The discipline that makes the sheet trustworthy isn't the formulas — it's filling columns 9 and 10 honestly as cohorts mature, and never crediting an unattributed job to a route just to make a number look better. A clean, boring sheet beats a beautiful dashboard fed garbage.
Edge cases that trip up the math
Real canvassing is messier than any formula, and a few recurring situations break naive ROI tracking. Handle them with a stated rule, applied to every route the same way.
The slow-burn referral. A canvasser knocks a street, sets nothing, but the homeowner mentions the company to a neighbor who calls six weeks later. Inside your 60-day window and traceable to the address worked, it counts to the route. Outside the window or untraceable, it's unattributed. Don't try to chase every referral tail; pick the window, live with the rule.
The repeat-knock street. You work the same subdivision twice in a season. The second pass benefits from the first pass's brand impressions. Treat them as separate routes by date, accept that the second pass may look better partly because of the first, and don't over-read a single repeat. Over a season the pattern, not any one route, is what you trust.

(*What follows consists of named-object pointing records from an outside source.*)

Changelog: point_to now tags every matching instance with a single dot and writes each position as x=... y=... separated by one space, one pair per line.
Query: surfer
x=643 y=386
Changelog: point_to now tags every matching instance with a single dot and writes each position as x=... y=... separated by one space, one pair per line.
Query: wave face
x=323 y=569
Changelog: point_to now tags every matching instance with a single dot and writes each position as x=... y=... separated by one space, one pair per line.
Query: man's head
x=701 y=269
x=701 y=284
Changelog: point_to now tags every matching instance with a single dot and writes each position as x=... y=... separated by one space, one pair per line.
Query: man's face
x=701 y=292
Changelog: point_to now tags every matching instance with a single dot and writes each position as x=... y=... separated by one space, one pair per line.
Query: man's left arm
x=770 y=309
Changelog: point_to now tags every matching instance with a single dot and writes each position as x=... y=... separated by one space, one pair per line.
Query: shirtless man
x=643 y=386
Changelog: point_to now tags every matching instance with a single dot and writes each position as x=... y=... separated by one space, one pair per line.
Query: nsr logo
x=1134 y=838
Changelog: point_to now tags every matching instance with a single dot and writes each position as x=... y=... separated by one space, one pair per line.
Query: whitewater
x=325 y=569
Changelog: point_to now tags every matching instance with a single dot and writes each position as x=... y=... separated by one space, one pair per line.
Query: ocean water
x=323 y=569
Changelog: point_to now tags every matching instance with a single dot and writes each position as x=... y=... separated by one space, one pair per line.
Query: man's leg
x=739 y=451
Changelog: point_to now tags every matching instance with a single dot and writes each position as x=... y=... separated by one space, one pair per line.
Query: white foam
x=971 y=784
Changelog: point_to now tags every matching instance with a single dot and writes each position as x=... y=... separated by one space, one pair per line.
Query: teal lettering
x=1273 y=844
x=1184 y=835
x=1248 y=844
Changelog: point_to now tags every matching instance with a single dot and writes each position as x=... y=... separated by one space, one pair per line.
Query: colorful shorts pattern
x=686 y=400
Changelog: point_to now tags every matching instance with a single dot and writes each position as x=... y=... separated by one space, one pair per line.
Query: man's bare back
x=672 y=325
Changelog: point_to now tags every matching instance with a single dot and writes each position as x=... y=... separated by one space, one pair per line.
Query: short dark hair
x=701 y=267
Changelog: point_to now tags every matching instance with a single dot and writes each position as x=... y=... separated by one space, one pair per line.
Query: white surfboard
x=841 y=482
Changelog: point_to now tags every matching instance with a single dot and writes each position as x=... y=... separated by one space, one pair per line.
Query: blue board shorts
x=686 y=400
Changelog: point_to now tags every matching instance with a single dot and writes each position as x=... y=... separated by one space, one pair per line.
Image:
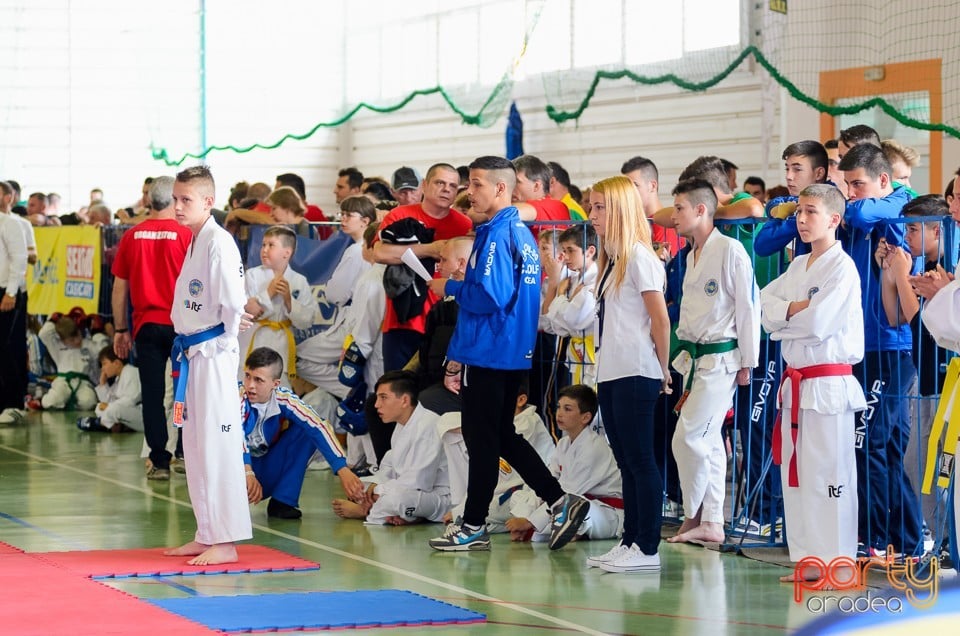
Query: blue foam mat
x=317 y=610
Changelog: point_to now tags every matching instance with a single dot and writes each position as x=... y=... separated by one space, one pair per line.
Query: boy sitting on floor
x=412 y=484
x=281 y=434
x=584 y=465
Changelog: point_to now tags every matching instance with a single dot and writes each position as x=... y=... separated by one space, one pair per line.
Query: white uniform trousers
x=821 y=513
x=410 y=504
x=698 y=442
x=213 y=450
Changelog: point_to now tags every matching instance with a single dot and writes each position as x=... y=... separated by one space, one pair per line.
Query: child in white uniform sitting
x=584 y=465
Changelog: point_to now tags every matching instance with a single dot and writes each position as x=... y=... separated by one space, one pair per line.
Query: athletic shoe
x=158 y=474
x=456 y=539
x=12 y=416
x=280 y=510
x=633 y=560
x=612 y=554
x=568 y=516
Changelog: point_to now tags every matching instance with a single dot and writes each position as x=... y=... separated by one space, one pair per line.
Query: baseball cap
x=405 y=178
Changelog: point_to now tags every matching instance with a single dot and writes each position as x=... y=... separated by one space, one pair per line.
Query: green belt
x=698 y=350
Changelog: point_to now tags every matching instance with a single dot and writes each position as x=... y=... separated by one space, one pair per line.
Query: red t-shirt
x=316 y=215
x=549 y=210
x=453 y=225
x=153 y=253
x=660 y=234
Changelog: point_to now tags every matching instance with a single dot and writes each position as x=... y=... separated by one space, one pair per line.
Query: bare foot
x=705 y=532
x=187 y=549
x=347 y=509
x=217 y=553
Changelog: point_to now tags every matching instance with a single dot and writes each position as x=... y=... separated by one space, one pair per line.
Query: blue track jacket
x=499 y=297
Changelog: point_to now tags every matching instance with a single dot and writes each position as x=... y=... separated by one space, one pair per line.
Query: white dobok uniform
x=821 y=511
x=209 y=291
x=584 y=466
x=122 y=399
x=574 y=317
x=941 y=316
x=272 y=329
x=509 y=483
x=720 y=302
x=72 y=360
x=412 y=482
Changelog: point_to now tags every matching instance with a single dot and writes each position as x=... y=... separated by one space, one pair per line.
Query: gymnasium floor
x=63 y=489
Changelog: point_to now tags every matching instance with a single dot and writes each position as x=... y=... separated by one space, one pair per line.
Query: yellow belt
x=946 y=409
x=279 y=325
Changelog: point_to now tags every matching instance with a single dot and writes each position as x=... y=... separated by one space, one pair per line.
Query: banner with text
x=67 y=271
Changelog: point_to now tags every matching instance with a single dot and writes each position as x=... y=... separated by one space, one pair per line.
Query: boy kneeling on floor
x=281 y=433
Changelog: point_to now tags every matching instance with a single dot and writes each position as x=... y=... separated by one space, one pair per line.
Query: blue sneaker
x=456 y=539
x=568 y=516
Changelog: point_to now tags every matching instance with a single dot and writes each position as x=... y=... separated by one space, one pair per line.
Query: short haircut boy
x=361 y=205
x=927 y=205
x=859 y=134
x=66 y=328
x=583 y=236
x=265 y=358
x=400 y=383
x=535 y=170
x=646 y=167
x=107 y=354
x=698 y=191
x=868 y=157
x=584 y=396
x=199 y=177
x=812 y=150
x=288 y=238
x=710 y=169
x=830 y=196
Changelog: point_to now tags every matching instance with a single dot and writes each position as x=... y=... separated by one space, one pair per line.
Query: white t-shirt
x=626 y=346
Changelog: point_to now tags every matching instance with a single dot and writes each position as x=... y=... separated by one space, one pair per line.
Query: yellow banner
x=67 y=271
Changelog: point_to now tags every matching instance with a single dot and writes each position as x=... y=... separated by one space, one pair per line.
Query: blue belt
x=180 y=365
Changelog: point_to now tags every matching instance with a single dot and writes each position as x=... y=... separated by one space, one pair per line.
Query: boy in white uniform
x=814 y=309
x=572 y=310
x=279 y=299
x=119 y=406
x=72 y=387
x=719 y=332
x=412 y=483
x=528 y=425
x=941 y=316
x=584 y=465
x=207 y=315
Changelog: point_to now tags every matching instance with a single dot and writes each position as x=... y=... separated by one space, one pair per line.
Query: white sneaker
x=633 y=560
x=12 y=416
x=610 y=555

The big-job outlier. One route happens to land a $40,000 full-system commercial-adjacent job and shows a 200x ROI. Don't expand the whole territory on the strength of one whale — flag it, set it aside, and judge the street on its typical result. One outlier should inform, not dictate. The reverse is also true: don't condemn a fundamentally good street because one matured cohort got unlucky.
Shared appointments and team knocks. When two canvassers blitz one street together for a launch or a storm response, you can't cleanly attribute per person. Either treat the pair as one route for that block (and accept you can't grade the individuals from it), or don't run blended blocks during your measurement weeks. Pick one; don't pretend the blended block tells you about either rep.
The canceled-and-rebooked appointment. A set appointment that cancels and reschedules a month later is still one appointment for sit-rate purposes — don't let a reschedule quietly inflate your set count. Count the unique homeowner, not the calendar events.
Self-generated vs. assigned doors. A veteran who freelances onto a street he likes, off-plan, muddies attribution and route boundaries. During measurement weeks, keep everyone on assigned routes; reward initiative separately. You can't learn which streets work if reps are quietly re-selecting the streets mid-route.
Tying compensation to the numbers (without breaking them)
The moment you start measuring, you'll be tempted to pay against the metrics. Do it carefully, because every metric you incentivize will get gamed at its weakest point.
- Pay on doors knocked and you get sprinting past conversations and inflated, sloppy tallies.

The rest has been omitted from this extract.